Para Robson, que já fez a Volta ao Cristo, a Corrida de Montanha (São Bento do Sapucaí e Extrema), o Mountain Do Costão do Santinho em dupla, a cabeça é tudo para enfrentar esse tipo de prova. "Eu foco a subida e encaro. Como na maioria das vezes estou passando outros corredores, isso me motiva."
Mas, apesar da facilidade que sente em provas com aclives, saber dosar o ritmo numa corrida plana passa a ser um grande desafio. "É uma questão com a qual vou ter de lidar.

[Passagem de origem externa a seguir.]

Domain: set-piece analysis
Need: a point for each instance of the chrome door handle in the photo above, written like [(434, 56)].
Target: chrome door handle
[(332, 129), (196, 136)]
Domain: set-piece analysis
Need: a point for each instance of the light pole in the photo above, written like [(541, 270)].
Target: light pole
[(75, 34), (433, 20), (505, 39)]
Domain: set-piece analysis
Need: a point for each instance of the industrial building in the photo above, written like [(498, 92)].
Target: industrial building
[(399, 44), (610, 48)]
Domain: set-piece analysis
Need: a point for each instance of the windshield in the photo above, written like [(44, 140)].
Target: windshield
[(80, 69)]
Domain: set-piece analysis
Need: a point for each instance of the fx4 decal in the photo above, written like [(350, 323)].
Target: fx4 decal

Como tenho facilidade em provas com desníveis, preciso aprender a correr em percursos planos e tirar proveito disso, dessa facilidade", diz o atleta, que exemplifica com seus tempos nos 21 km essa facilidade por circuitos íngremes: "Fiz 1h38 na Meia de São Bernardo, que considero uma prova difícil quando comparada a São Paulo e Rio de Janeiro, provas em que tenho 1h45 e 1h43", explica o corredor, que tem como próxima meta exatamente uma prova plana, a Maratona de Berlim, em setembro, e onde terá definitivamente que lidar com essa questão.
Outra adepta de corrida morro acima e que, a exemplo de Robson, também sente dificuldades em provas mais planas, é a auditora fiscal da Receita Federal Maria Eugenia Coelho da Gama Cerqueira, de 62 anos, que corre há aproximadamente 12 e tem incontáveis participações em maratonas e ultras (Comrades em 2007 e 2008, e Two Oceans este ano, ambas na África do Sul, de 89 e 56 km, respectivamente). "Cada prova apresenta um desafio diferente. Aquelas de percurso plano muitas vezes esgotam mais do que as ‘montanhosas', já que exigem um esforço constante e por longo período do mesmo grupo de músculos", comenta Maria Eugênia, que quando está subindo uma ladeira, sempre foca no topo e no trabalho de braços, que ajudam a lançar o corpo adiante.
Para ela, a estratégia para poder encarar a subida depende muito do ponto em que se encontra no percurso. "No início da corrida, vou com bastante calma para não acabar o gás antes do tempo. Se forem muito numerosas, diminuo o ritmo e acelero nas descidas e nos planos. O importante é saber administrar a velocidade para manter a resistência, sem esgotamento", ensina a corredora, que ressalta também a influência do psicológico nesse tipo de competição e a briga constante consigo mesma. "Muitas vezes eu penso ‘por que não fiquei em casa em vez de estar aqui fazendo estas loucuras´?' ‘Será que nunca vou sossegar? Mas aí vem também ‘não se desespere. Uma hora isto chega ao fim'. O psicológico é importante numa corrida ou em qualquer coisa que se faça na vida. Você age conforme pensa. Se a cabeça não ajudar, ninguém corre nem 100 metros."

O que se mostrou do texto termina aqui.